Thank you for the hint.
What about autoflush then? Is that also something i can set using the
config on job setup? Or does it onyl work with an HTable instance?
Somehow i can't really find the right information :)
Regards,
Christopher
Am 03.10.2011 19:20, schrieb Jean-Daniel Cryans:
Option a) and b) are the same since MultiTableOutputFormat internally
uses multiple HTables. See for yourself:
https://github.com/apache/hbase/blob/trunk/src/main/java/org/apache/hadoop/hbase/mapreduce/MultiTableOutputFormat.java
Also you can set the write buffer but setting
hbase.client.write.buffer on the configuration that your pass in the
job setup.
Using HTablePool in a single threaded application doesn't offer more
than just storage for your HTables.
Hope that helps,
J-D
On Sat, Oct 1, 2011 at 4:05 AM, Christopher Dorner
<[email protected]> wrote:
Hallo,
i am building a RDF Store using HBase and experimenting with different index
tables and Schema Designs.
For the input, i have a File where each line is a RDF triple in N3 Format.

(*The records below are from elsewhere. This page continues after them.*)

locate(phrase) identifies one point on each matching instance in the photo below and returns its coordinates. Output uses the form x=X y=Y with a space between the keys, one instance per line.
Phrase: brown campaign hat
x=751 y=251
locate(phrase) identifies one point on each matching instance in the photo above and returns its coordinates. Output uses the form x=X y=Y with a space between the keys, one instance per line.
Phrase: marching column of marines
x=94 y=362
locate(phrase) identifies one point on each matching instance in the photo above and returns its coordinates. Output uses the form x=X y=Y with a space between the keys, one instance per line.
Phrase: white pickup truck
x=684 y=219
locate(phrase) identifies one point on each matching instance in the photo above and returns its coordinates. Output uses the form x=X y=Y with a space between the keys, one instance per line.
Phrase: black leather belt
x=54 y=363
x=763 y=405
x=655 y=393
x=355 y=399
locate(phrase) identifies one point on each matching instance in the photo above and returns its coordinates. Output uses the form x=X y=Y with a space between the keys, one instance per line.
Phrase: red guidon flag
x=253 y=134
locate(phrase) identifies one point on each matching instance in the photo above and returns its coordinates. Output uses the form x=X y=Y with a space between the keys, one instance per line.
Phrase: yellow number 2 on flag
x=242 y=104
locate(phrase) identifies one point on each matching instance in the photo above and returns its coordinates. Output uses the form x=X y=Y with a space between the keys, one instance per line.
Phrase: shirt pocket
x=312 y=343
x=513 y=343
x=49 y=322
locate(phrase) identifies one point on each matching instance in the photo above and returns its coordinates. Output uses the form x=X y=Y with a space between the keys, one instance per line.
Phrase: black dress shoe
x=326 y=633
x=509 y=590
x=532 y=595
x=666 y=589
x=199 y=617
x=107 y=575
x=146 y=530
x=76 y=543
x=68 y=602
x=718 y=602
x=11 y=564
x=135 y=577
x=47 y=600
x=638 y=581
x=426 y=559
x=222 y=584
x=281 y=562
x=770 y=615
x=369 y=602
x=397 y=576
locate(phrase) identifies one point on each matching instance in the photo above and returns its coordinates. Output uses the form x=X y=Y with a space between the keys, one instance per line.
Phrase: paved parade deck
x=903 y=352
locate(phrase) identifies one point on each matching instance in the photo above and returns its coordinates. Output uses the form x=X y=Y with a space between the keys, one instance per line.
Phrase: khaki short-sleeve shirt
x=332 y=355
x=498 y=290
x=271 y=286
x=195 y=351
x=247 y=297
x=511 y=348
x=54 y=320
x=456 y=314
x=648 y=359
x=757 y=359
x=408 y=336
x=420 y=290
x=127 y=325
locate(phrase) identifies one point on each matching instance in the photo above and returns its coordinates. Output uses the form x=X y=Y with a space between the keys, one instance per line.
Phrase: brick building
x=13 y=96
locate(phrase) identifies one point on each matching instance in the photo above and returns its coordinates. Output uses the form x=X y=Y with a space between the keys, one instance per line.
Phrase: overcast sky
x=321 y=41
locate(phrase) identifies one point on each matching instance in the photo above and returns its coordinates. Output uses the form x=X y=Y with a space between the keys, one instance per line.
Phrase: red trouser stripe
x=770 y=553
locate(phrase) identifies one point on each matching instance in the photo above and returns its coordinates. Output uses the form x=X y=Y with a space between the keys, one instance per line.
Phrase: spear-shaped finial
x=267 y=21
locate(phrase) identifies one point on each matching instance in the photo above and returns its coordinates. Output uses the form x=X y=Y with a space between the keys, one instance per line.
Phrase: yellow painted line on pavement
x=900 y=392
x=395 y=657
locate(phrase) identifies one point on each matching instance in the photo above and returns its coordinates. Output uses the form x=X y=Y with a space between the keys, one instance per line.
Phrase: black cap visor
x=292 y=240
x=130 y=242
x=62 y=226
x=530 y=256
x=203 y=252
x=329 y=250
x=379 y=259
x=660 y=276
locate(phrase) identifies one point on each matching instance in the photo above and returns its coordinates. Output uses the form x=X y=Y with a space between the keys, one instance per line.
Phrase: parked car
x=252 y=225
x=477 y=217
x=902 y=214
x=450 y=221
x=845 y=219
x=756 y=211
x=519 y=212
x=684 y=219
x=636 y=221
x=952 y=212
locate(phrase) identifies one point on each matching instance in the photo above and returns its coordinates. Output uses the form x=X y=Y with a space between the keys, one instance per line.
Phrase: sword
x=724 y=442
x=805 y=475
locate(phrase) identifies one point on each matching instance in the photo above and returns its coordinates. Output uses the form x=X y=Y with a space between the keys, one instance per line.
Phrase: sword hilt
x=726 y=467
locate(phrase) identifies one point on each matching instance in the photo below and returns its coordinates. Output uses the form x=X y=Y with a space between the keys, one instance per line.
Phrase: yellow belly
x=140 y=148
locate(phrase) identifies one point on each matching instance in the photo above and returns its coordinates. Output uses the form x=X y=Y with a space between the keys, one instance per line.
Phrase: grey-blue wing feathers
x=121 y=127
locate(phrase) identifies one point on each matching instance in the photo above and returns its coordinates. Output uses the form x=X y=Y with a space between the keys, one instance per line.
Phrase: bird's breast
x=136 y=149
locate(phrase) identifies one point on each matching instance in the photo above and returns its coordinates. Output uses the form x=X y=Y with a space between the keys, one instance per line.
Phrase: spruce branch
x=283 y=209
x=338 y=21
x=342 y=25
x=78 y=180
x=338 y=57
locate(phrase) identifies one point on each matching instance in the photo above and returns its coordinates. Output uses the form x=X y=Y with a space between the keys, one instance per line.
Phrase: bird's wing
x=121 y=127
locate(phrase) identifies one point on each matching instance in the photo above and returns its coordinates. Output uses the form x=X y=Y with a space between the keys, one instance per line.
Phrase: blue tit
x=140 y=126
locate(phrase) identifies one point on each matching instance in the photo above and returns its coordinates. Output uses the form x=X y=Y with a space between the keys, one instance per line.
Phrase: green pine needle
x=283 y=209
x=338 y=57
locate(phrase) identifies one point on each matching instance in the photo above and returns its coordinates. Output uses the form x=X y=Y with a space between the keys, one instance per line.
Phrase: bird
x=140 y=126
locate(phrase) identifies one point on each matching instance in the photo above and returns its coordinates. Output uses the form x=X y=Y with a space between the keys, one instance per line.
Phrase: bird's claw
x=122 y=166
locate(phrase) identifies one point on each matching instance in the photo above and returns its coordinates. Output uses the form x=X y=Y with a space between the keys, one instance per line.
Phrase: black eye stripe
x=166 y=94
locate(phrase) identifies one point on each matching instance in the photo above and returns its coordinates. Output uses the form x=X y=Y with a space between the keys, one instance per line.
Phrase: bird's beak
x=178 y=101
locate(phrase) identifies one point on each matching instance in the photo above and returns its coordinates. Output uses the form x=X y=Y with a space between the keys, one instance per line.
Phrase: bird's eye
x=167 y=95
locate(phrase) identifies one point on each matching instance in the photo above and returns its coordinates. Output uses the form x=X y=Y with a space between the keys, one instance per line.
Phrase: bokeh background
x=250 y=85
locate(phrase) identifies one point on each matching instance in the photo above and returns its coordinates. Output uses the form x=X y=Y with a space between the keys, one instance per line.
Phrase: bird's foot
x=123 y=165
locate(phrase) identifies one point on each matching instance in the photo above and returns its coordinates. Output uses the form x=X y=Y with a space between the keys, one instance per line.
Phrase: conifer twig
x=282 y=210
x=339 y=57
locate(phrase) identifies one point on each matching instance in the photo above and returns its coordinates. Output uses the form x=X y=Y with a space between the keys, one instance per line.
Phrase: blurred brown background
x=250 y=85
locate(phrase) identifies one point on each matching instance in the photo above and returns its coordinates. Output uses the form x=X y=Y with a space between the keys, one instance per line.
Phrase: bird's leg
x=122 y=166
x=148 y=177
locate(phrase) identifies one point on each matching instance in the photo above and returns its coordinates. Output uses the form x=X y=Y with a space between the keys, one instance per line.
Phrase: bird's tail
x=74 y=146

I need to write to multiple Tables since i need to build several index
tables. For the sake of reducing IO and not reading the file a few times i
want to do that in one Map-Only Job. Later the file will contain a few
million triples.
I am experimenting in Pseudo-Distributed-Mode so far but will be able to run
it on our cluster soon.
Storing the data in the Tables does not need to be speed-optimized at any
cost, but i just want to do it as simple and fast as possible.
What is the best way to write to more than 1 table in one Map-Task?
a)
I can either use "MultiTableOutputFormat.class" and write in map() using:
Put put = new Put(key);
put.add(kv);
context.write(tableName, put);
Can i write to e.g. 6 Tables in this way by creating a new Put for each
table?
But how can i turn off autoFlush and set writeBufferSize in this case?
Because i think autoflush is not that good in this case of putting lots of
values.
b)
I can use an instance of HTable in the Mapper class. Then i can set
autoFlush and writeBufferSize and write to the table using:
HTable table = new HTable(config, tableName);
table.put(put);
But it is recommended to use only one instance of HTable, so i would need to
do
table = new Table();
for each table i want to write to. Is that still fine with 6 tables?
I stumbled upon HTablePool. Is this for these scenarios?
Thank You and Regards,
Christopher